More than 60% of primate species are threatened with extinction mainly due to human activities, such as habitat loss, hunting, illegal trade, climate change and disease.
This extinction crisis makes effective conservation actions vital. There are many different possible conservation actions for primates, like anti-poaching patrols, relocating animals, publicising conservation issues and reintroducing primates into their habitats. But a new study shows that very little is known about what actually works to protect primates.
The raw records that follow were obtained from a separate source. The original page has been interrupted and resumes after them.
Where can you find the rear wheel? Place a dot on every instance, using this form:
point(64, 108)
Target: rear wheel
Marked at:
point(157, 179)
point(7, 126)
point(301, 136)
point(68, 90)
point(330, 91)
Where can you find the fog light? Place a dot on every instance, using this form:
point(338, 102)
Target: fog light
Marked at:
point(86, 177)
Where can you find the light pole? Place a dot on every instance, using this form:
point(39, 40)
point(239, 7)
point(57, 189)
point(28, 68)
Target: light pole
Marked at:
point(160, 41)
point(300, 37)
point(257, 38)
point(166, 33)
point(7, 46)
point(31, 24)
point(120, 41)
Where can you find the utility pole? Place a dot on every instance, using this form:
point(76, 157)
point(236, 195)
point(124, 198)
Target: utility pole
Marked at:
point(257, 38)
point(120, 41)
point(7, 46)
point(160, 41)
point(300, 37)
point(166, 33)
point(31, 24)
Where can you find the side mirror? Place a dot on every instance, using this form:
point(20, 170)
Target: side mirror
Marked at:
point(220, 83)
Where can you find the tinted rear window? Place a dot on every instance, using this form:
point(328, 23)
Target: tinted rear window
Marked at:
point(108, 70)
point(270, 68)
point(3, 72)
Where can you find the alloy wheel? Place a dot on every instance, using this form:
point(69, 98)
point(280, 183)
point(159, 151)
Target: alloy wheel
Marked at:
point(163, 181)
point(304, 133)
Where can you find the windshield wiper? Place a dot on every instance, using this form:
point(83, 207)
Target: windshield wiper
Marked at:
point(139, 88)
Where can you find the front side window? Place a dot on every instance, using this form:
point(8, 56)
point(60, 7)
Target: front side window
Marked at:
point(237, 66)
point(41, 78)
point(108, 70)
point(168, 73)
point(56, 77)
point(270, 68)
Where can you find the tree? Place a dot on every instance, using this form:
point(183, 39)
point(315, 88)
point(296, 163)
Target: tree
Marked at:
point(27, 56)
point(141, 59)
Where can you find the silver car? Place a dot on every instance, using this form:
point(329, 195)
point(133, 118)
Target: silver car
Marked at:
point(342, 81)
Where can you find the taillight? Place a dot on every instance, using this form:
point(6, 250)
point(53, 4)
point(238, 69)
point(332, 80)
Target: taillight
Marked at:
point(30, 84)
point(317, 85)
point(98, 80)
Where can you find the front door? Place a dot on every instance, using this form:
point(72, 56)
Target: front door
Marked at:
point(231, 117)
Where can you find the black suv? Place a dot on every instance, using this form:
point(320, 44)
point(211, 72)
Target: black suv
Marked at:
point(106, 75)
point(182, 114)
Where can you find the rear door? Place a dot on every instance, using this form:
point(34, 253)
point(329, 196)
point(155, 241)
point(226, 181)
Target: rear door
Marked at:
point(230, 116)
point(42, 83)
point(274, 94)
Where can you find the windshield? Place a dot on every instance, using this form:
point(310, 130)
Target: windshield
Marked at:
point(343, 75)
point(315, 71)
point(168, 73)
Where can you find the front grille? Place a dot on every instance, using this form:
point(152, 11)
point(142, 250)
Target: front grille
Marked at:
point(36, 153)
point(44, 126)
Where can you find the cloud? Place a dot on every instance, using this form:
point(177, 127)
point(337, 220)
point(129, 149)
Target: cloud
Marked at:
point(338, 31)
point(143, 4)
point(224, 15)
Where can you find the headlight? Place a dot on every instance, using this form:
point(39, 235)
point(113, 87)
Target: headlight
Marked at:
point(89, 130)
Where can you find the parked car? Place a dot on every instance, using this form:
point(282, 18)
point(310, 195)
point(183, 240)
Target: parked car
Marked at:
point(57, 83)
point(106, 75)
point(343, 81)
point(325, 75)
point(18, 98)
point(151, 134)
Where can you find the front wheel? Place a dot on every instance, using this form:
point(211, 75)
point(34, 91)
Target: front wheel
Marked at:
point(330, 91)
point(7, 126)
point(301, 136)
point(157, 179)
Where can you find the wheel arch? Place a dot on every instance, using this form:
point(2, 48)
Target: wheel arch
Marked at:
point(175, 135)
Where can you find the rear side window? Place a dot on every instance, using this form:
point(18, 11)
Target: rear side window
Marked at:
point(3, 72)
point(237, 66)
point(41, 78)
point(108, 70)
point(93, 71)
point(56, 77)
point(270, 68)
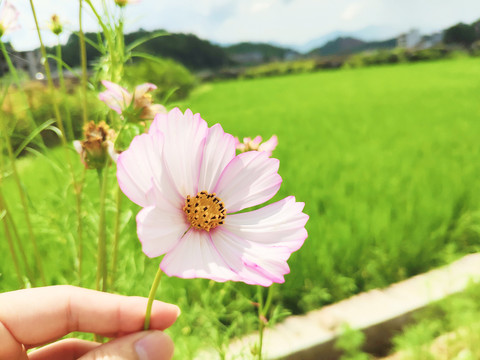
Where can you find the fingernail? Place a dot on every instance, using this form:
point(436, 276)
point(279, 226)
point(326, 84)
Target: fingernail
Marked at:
point(155, 345)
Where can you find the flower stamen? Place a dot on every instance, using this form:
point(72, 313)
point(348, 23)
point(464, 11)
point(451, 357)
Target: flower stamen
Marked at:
point(204, 211)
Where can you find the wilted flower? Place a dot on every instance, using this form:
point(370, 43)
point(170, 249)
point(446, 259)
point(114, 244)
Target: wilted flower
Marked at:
point(192, 187)
point(139, 105)
point(256, 144)
point(97, 146)
point(55, 25)
point(8, 18)
point(122, 3)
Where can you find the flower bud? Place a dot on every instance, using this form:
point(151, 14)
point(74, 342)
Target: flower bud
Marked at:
point(55, 25)
point(97, 146)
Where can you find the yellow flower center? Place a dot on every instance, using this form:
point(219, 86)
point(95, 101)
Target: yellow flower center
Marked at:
point(204, 211)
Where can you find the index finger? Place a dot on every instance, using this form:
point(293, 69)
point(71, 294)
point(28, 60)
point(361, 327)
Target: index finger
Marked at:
point(40, 315)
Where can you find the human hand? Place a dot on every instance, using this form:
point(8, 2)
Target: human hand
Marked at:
point(34, 317)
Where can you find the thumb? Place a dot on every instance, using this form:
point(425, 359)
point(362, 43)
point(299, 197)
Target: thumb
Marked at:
point(145, 345)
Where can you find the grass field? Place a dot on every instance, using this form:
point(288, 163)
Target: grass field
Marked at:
point(387, 160)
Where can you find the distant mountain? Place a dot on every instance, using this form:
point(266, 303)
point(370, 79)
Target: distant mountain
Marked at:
point(247, 52)
point(350, 45)
point(367, 34)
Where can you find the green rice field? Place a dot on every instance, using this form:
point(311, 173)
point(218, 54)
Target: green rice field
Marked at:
point(386, 159)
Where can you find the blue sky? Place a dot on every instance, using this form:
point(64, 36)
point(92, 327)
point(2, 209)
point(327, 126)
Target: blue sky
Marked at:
point(289, 22)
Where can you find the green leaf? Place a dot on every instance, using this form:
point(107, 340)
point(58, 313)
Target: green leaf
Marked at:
point(144, 39)
point(33, 135)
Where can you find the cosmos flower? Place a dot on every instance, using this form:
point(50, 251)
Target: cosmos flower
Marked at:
point(192, 188)
point(8, 18)
point(256, 144)
point(139, 105)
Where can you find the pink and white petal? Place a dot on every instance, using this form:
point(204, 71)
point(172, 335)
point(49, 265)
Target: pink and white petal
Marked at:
point(195, 256)
point(142, 89)
point(139, 165)
point(185, 136)
point(250, 179)
point(281, 224)
point(219, 151)
point(160, 228)
point(256, 141)
point(9, 17)
point(157, 108)
point(255, 264)
point(269, 145)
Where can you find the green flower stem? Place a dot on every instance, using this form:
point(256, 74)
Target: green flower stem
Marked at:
point(262, 313)
point(21, 249)
point(151, 297)
point(108, 35)
point(3, 215)
point(56, 110)
point(20, 90)
point(116, 238)
point(83, 58)
point(23, 201)
point(64, 90)
point(78, 203)
point(59, 121)
point(102, 246)
point(8, 218)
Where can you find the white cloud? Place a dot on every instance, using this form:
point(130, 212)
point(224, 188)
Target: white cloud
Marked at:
point(281, 21)
point(351, 11)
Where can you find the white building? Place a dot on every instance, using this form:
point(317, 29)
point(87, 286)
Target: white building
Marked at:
point(409, 40)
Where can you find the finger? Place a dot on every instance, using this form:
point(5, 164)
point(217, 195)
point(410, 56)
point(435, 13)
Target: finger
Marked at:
point(69, 349)
point(145, 345)
point(41, 315)
point(10, 349)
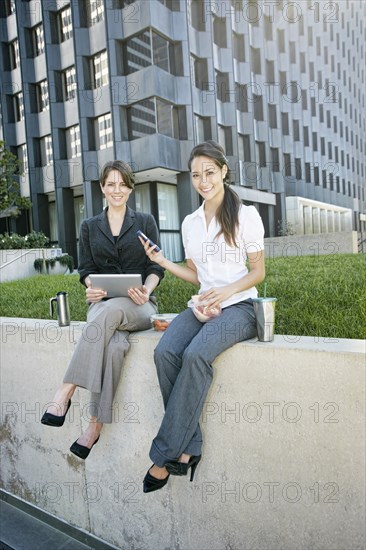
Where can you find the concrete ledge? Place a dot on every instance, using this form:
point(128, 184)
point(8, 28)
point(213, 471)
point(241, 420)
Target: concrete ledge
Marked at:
point(284, 456)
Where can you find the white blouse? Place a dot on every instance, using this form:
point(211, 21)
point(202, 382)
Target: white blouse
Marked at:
point(217, 263)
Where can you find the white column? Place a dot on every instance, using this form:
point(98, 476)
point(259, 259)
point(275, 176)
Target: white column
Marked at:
point(323, 221)
point(316, 220)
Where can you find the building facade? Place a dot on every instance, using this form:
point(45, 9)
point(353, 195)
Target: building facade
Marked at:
point(281, 85)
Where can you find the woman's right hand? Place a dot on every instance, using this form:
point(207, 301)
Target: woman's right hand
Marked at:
point(93, 295)
point(157, 257)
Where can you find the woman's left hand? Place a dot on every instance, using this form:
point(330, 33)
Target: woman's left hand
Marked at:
point(215, 296)
point(139, 295)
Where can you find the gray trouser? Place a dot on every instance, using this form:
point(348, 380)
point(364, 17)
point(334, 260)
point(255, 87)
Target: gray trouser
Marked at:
point(183, 360)
point(99, 354)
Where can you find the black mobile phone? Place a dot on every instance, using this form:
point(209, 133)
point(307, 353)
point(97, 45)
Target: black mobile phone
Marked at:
point(146, 239)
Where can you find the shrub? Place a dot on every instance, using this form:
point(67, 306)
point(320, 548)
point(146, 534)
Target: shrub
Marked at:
point(35, 239)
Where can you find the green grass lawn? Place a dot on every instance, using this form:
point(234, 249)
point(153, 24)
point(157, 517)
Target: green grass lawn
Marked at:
point(322, 296)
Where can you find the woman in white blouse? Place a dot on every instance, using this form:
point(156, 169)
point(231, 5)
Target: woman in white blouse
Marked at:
point(218, 238)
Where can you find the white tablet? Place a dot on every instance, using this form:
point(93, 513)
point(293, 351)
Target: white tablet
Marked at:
point(116, 285)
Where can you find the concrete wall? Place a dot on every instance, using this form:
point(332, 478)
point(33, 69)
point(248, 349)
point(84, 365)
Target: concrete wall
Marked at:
point(344, 242)
point(283, 458)
point(18, 264)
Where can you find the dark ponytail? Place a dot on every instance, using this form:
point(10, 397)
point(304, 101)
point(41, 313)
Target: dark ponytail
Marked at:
point(227, 214)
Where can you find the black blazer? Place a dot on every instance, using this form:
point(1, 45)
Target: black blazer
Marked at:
point(99, 253)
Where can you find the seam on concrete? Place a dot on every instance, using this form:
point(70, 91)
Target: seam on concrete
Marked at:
point(59, 524)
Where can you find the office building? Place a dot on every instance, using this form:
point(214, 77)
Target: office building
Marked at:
point(281, 85)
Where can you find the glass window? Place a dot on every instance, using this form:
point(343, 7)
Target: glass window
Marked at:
point(199, 69)
point(73, 141)
point(100, 66)
point(203, 128)
point(70, 85)
point(65, 24)
point(138, 52)
point(19, 107)
point(142, 197)
point(222, 86)
point(43, 99)
point(14, 54)
point(38, 40)
point(142, 119)
point(96, 10)
point(23, 157)
point(169, 221)
point(105, 134)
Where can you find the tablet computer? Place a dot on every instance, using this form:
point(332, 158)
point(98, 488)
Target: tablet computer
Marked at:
point(116, 285)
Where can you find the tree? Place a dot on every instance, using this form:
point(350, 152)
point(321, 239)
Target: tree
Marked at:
point(11, 201)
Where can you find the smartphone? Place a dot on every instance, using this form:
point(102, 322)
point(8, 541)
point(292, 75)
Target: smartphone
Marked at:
point(146, 239)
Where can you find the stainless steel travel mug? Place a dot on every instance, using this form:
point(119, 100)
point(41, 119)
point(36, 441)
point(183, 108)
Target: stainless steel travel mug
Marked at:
point(62, 308)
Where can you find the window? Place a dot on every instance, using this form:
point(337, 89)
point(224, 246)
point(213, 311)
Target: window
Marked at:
point(238, 47)
point(268, 30)
point(222, 85)
point(65, 24)
point(219, 31)
point(100, 70)
point(73, 142)
point(199, 73)
point(275, 160)
point(281, 41)
point(258, 107)
point(14, 58)
point(256, 60)
point(292, 46)
point(23, 157)
point(104, 131)
point(38, 40)
point(172, 5)
point(169, 225)
point(198, 19)
point(272, 115)
point(261, 153)
point(203, 128)
point(69, 84)
point(226, 139)
point(241, 96)
point(244, 147)
point(149, 48)
point(7, 7)
point(270, 71)
point(46, 151)
point(307, 172)
point(287, 164)
point(298, 171)
point(284, 124)
point(315, 141)
point(96, 11)
point(39, 96)
point(154, 115)
point(322, 146)
point(313, 106)
point(302, 62)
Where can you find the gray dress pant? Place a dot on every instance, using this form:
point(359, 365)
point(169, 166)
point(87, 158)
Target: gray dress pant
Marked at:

A team of expert primatologists and conservationists from 21 countries examined the evidence for 162 primate conservation actions to see if they actually worked. They found there wasn’t any research published testing the effectiveness of more than half of the actions. So, it is impossible to know whether these actions work or not.
These huge gaps in knowledge are worrying, because without adequate information, researchers can’t learn from experience and can’t prioritise efforts and funding to best protect our primate relatives. Indeed, without access to evidence, conservationists might apply actions that are ineffective or even damaging to the animals they seek to protect.
The studies reviewed only covered about 14% of the more than 500 primate species and just 12% of threatened primate species. And they mainly focused on the great apes and some of the larger monkey species. There are, for example, no studies of the tarsiers of south-east Asia, or of the night monkeys of Central and South America.
South America and Asia are underrepresented in current conservation research on primates. This is particularly worrying because both are home to a high number of threatened primate species.
Academic scientists can also collaborate with conservationists to design appropriate studies. Evidence databases provide easily-understood summaries of actions and their effectiveness, as well as a place to report findings – and partially address the problem of publication.
Conservationists also need to be cautious as it’s clear that in many instances it’s not yet known if an action is effective or not. This is important because primates and their habitats face ominous threats and urgent effective conservation measures are needed to protect them.